How to run your band..Online!
Think it’s hard writing the perfect pop song? Try keeping track of the number of T-shirts buried in the back of your band’s van.
Bandize, a new web service for musicians that’s currently in closed alpha, gives bands a suite of online tools to manage everything from tour bookings and social networking to mundane tasks like accounting and monitoring merchandise levels.
The five musician/web developers behind Bandize say they are trying to cover all the bases in an attempt to make musicians’ lives easier.
“The main thing we’re doing is all of it,” said Beamer Wilkins at the South by Southwest Music festival trade show last week. Wilkins, 25, and his team have been working on the service for just over a year. In fact, their first focus group to discuss Bandize was held at last year’s SXSW festival.
The overlap between music and technology has never been greater. Virtually every band rocks the internet to promote itself these days, using MySpace, Twitter and other popular services to attract new listeners and keep current fans loyal. A wave of iPhone apps like Gigotron, a winner at this year’s SXSW Interactive Web Awards, make it easier for music lovers to find shows they want to see.
Soon, Bandize will deliver business and communication tools that let bands collaborate more easily as they work to take their careers to the next level. Bandize will go to public beta within six months, according to its founders, and will cost no more than $10 per month per band. (Want to try Bandize now? The first 50 Wired.com readers that use Twitter to request a free trial will be whisked into Bandize’s closed alpha.
Bandize lets bands keep track of tour dates, venues and hotel accommodations, and print out tour itineraries. The inventory-management tool keeps track of every T-shirt or CD that is sold or given away, registering the cost of the swag or the profit from the sale. Bandize lets bands sync their social networking info on MySpace and Pure Volume (Bandize is also working with Facebook), and assign tasks to each other and track productivity.
Every band member gets their own Bandize login, making it easier for anybody to update the data at any time, and accounting data can be exported to popular bookkeeping software.
Scott Hansen, a San Francisco-based electronic musician who records and performs as Tycho, has been using Bandize during the closed alpha. He said it “absolutely” simplifies the music biz.
“My manager works with it handling a lot of the day-to-day, and it’s nice to be able to collaborate in a single space instead of requesting e-mails from him,” Hansen said in an e-mail interview. “Feels more like we’re working on things together now.”
Hansen said he finds Bandize’s novel inventory management system especially useful.
“I sell a lot of T-shirts, so it’s cool to see how much I made on merch at each show I played,” he said.
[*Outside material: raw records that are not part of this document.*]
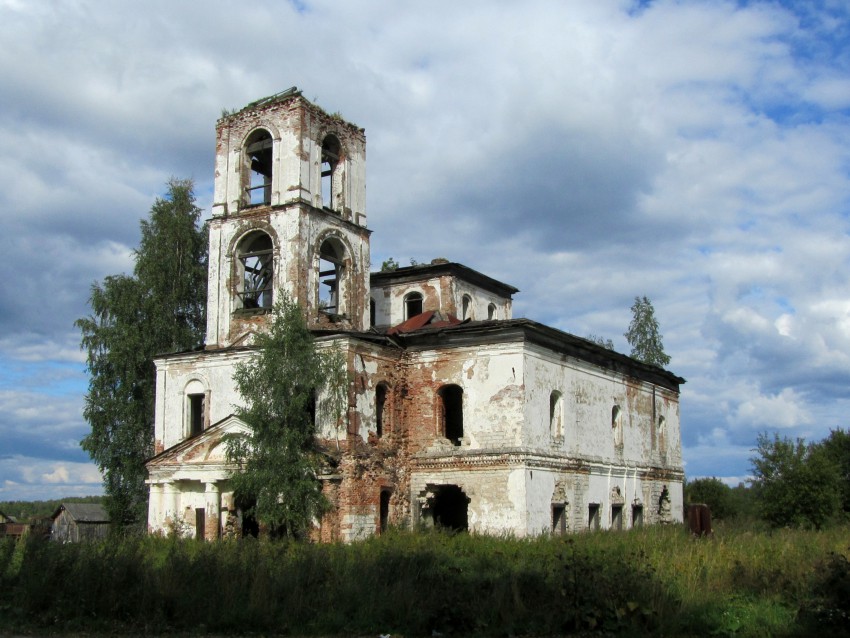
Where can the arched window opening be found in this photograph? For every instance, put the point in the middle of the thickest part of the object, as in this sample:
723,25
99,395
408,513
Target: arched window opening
662,434
380,404
330,161
559,518
593,516
637,515
256,265
451,412
195,415
450,508
617,516
556,419
467,307
258,160
331,272
412,305
617,425
385,510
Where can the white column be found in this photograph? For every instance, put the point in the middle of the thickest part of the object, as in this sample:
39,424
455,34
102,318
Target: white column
213,511
155,518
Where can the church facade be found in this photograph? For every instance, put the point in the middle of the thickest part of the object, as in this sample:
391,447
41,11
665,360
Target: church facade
458,414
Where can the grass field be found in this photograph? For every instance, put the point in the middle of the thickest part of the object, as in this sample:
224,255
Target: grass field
649,581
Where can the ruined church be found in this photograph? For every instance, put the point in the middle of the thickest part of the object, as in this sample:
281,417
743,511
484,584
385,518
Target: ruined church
458,414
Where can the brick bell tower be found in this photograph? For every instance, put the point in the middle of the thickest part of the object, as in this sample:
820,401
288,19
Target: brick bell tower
289,216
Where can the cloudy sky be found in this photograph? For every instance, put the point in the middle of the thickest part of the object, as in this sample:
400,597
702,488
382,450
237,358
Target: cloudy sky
585,151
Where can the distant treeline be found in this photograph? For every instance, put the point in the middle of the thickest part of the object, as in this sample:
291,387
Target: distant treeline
25,511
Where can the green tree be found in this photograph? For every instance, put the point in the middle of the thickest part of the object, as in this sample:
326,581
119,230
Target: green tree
837,448
600,341
795,484
389,265
714,493
157,310
644,336
278,459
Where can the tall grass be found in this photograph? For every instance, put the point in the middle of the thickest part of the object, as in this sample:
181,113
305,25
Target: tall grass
655,580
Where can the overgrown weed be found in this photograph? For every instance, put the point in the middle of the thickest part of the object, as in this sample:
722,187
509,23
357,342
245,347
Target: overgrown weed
652,581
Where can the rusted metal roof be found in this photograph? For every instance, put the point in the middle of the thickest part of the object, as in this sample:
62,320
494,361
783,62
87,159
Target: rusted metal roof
84,512
419,272
431,319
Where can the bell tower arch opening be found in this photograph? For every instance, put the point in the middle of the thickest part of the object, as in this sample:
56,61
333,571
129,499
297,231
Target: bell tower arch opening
255,271
331,169
257,169
332,277
289,214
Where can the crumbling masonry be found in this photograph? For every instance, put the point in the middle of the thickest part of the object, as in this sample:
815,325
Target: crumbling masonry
458,414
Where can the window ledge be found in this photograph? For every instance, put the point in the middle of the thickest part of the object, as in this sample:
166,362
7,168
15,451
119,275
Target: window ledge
251,312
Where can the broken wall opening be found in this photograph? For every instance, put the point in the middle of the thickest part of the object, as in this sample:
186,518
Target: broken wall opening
449,508
258,160
451,412
256,262
331,274
330,179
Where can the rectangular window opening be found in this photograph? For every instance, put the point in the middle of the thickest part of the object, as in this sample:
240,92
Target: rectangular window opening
559,518
617,517
196,413
593,516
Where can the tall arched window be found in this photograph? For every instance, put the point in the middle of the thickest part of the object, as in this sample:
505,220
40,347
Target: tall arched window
196,411
466,305
255,263
412,304
380,404
556,416
617,425
330,178
257,176
451,412
332,277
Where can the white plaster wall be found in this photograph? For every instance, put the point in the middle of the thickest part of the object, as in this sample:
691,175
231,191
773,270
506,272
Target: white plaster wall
389,299
214,370
491,379
588,395
481,299
497,496
295,236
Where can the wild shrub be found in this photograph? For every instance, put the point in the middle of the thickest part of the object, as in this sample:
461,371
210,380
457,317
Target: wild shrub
656,580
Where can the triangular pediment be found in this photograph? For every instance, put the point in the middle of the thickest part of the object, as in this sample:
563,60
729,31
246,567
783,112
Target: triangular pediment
205,449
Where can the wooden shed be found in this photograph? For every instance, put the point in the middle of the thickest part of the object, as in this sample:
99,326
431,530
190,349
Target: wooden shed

Other web services, like ReverbNation, help bands make the most of their online marketing and distribution efforts, but don’t offer merch-management tools, even though that’s where some bands make a healthy chunk of their earnings. Meanwhile, software solutions like Indie Band Manager offer powerful tools but don’t offer the easy access, flexibility and collaboration possibilities of an online service.
With offices in Austin and in San Jose, California, Bandize developers are working on an open API to allow for more Web 2.0 functionality, and they’re developing an iPhone app so the bass player, for instance, could update publicity info while riding in the van (if he’s within range of AT&T’s mobile network and not strung out).
Bandize’s Andy Miles says he tracked tour information for his now-defunct band Exit the King using an elaborate system of bookmarks in Safari, but the undertaking required lots of maintenance. He tested Bandize on the road and found it helpful, he said.
“I would like to think it’s kind of the tour-booking hoss,” Miles said.
The musicians who created Bandize seem to have thought of almost everything (although Wired.com has not had a chance to test the service extensively yet). Bandize even has a feature for keeping track of your group’s assets, like guitars, amps and other valuables. Entering the data once means it will be easily accessible online if you need to file a police report if your trailer gets stolen while you’re on the road.
“Can you tell me the serial number on your guitar?” asked Miles. “No.”
The service also lets band members assign tasks to their bandmates. While there’s no guaranteeing the bass player will actually put up the fliers when he’s told to, at least “everybody knows now,” said Bandize’s Ajit D’Sa. “There’s no excuse.”
Possibly the best part of a service aimed at notoriously short-lived bands: Musicians can take all their personal data with them when they join another group, and bands can cut off a crazy lead singer when they kick him out for sleeping with the drummer’s girlfriend.
“When one guy quits the band, you can shut him out” from your group’s account, Wilkins said.